In the case of the countries in Latin America and the Caribbean, the evidence of countercyclicality by RDBs is stronger. However, research shows that MDB countercyclicality has been fading over time. A decade ago MDBs were strongly countercyclical; currently they are significantly less so, particularly RDBs. There are several reasons that explain this. On the one hand, and most crucially, capital adequacy models used by credit-rating agencies limit the potential countercyclical role of MDBs; on the other, public expenditure in some borrowing member countries is increasing its procyclicality, dragging MDB financing.
Regarding the former, the challenge faced by MDBs is that capital adequacy weights are tied to a borrowing country’s credit rating. By their very nature credit ratings are procyclical, as shown by several studies [See Auh. (2015); Cavallo, Powell, and Rigobón, R. (2012); or Ferri., Liu, and Stiglitz, J. (1999)]. For instance, a country experiencing an economic downturn will likely face rating pressure, either through a change in outlook, or an actual lowering of its credit rating. Once the credit rating of that country has been lowered, loans to that country become more expensive in terms of capital consumption for an MDB, making it more difficult for that MDB to act countercyclically in individual countries.
In the case of a systemic downturn in the region or sub-region served by the MDB, the rise in capital costs could lead to a contraction in the overall lending of the MDB to the region or sub-region.
The other aspect limiting MDB countercyclicality is the behavior of public finances with respect to the country’s business cycle. Government expenditure has historically tended to be procyclical in most developing countries, amplifying economic fluctuations and worsening recessions. There seemed to be some progress during the 2008-09 global financial crisis when some countries were able to increase expenditure thanks in part to the fiscal space built during the 2002-08 boom. However, evidence suggests that afterwards, countries have switched back to procyclical fiscal policy.

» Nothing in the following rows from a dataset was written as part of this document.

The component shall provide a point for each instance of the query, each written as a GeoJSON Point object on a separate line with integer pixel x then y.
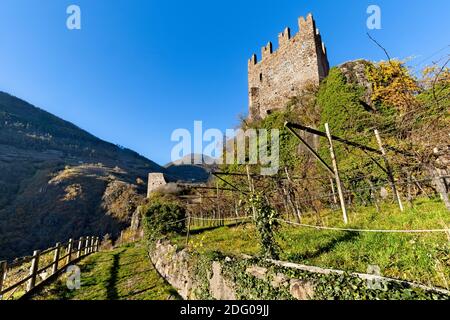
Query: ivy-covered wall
{"type": "Point", "coordinates": [214, 276]}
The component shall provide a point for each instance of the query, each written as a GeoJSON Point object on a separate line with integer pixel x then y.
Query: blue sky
{"type": "Point", "coordinates": [139, 69]}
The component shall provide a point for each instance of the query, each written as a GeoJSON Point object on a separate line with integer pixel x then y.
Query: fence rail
{"type": "Point", "coordinates": [63, 256]}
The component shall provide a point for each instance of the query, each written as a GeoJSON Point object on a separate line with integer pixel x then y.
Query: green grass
{"type": "Point", "coordinates": [423, 258]}
{"type": "Point", "coordinates": [124, 273]}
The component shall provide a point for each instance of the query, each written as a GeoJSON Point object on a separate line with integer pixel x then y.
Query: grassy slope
{"type": "Point", "coordinates": [124, 273]}
{"type": "Point", "coordinates": [424, 258]}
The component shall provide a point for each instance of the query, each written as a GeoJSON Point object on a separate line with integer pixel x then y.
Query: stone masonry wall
{"type": "Point", "coordinates": [178, 268]}
{"type": "Point", "coordinates": [300, 60]}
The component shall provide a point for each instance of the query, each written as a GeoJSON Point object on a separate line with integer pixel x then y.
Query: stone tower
{"type": "Point", "coordinates": [300, 60]}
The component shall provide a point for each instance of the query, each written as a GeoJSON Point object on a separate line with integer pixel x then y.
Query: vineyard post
{"type": "Point", "coordinates": [189, 229]}
{"type": "Point", "coordinates": [33, 270]}
{"type": "Point", "coordinates": [336, 173]}
{"type": "Point", "coordinates": [69, 251]}
{"type": "Point", "coordinates": [2, 274]}
{"type": "Point", "coordinates": [56, 258]}
{"type": "Point", "coordinates": [86, 246]}
{"type": "Point", "coordinates": [389, 171]}
{"type": "Point", "coordinates": [80, 247]}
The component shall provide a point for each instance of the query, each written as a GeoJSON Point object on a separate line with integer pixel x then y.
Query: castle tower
{"type": "Point", "coordinates": [299, 60]}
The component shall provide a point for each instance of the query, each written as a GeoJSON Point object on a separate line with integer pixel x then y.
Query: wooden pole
{"type": "Point", "coordinates": [91, 247]}
{"type": "Point", "coordinates": [86, 245]}
{"type": "Point", "coordinates": [56, 258]}
{"type": "Point", "coordinates": [373, 195]}
{"type": "Point", "coordinates": [336, 174]}
{"type": "Point", "coordinates": [69, 251]}
{"type": "Point", "coordinates": [3, 265]}
{"type": "Point", "coordinates": [333, 191]}
{"type": "Point", "coordinates": [80, 247]}
{"type": "Point", "coordinates": [409, 182]}
{"type": "Point", "coordinates": [33, 270]}
{"type": "Point", "coordinates": [389, 171]}
{"type": "Point", "coordinates": [189, 229]}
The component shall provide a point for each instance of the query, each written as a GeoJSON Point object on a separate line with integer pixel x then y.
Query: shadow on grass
{"type": "Point", "coordinates": [111, 289]}
{"type": "Point", "coordinates": [328, 247]}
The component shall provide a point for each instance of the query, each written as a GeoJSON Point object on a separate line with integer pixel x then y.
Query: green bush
{"type": "Point", "coordinates": [162, 218]}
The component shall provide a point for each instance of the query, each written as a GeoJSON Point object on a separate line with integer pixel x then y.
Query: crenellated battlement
{"type": "Point", "coordinates": [307, 31]}
{"type": "Point", "coordinates": [282, 73]}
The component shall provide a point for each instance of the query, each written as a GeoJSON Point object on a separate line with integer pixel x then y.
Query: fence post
{"type": "Point", "coordinates": [2, 274]}
{"type": "Point", "coordinates": [69, 249]}
{"type": "Point", "coordinates": [56, 258]}
{"type": "Point", "coordinates": [189, 229]}
{"type": "Point", "coordinates": [33, 270]}
{"type": "Point", "coordinates": [91, 247]}
{"type": "Point", "coordinates": [389, 171]}
{"type": "Point", "coordinates": [336, 173]}
{"type": "Point", "coordinates": [86, 245]}
{"type": "Point", "coordinates": [80, 247]}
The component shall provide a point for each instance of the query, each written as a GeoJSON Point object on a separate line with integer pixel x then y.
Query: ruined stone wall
{"type": "Point", "coordinates": [284, 279]}
{"type": "Point", "coordinates": [300, 60]}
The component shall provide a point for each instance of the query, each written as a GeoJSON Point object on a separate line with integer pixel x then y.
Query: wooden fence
{"type": "Point", "coordinates": [37, 266]}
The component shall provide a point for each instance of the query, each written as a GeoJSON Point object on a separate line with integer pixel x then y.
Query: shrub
{"type": "Point", "coordinates": [163, 217]}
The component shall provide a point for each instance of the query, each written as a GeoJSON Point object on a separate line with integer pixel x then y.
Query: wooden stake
{"type": "Point", "coordinates": [336, 173]}
{"type": "Point", "coordinates": [189, 229]}
{"type": "Point", "coordinates": [69, 251]}
{"type": "Point", "coordinates": [373, 195]}
{"type": "Point", "coordinates": [409, 182]}
{"type": "Point", "coordinates": [3, 265]}
{"type": "Point", "coordinates": [33, 270]}
{"type": "Point", "coordinates": [333, 191]}
{"type": "Point", "coordinates": [86, 246]}
{"type": "Point", "coordinates": [389, 171]}
{"type": "Point", "coordinates": [80, 247]}
{"type": "Point", "coordinates": [56, 258]}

In Latin America and the Caribbean, a few countries have been able to reduce the procyclical bias in fiscal policy. This has been possible, only in cases where a strong structural balance budget rule complemented with a strong institutional framework prevail. As a result, fiscal policy has been able to remain countercyclical and has avoided any forecasting over optimism in key macroeconomic variables that could have later derailed the performance of its fiscal rule.
Procyclical fiscal policy is an impediment for MDBs to act countercyclically. If in a country the degree of fiscal policy procyclicality is high and if MDBs are aiming for positive engagement through a disbursement program that is correlated with aggregate government expenditure, it is very likely that MDBs end up being procyclical. Since reducing the engagement with the country is not a viable policy option to reverse this situation, MDBs control their cyclicality up to the extent that they can manage the composition of their countries’ programs.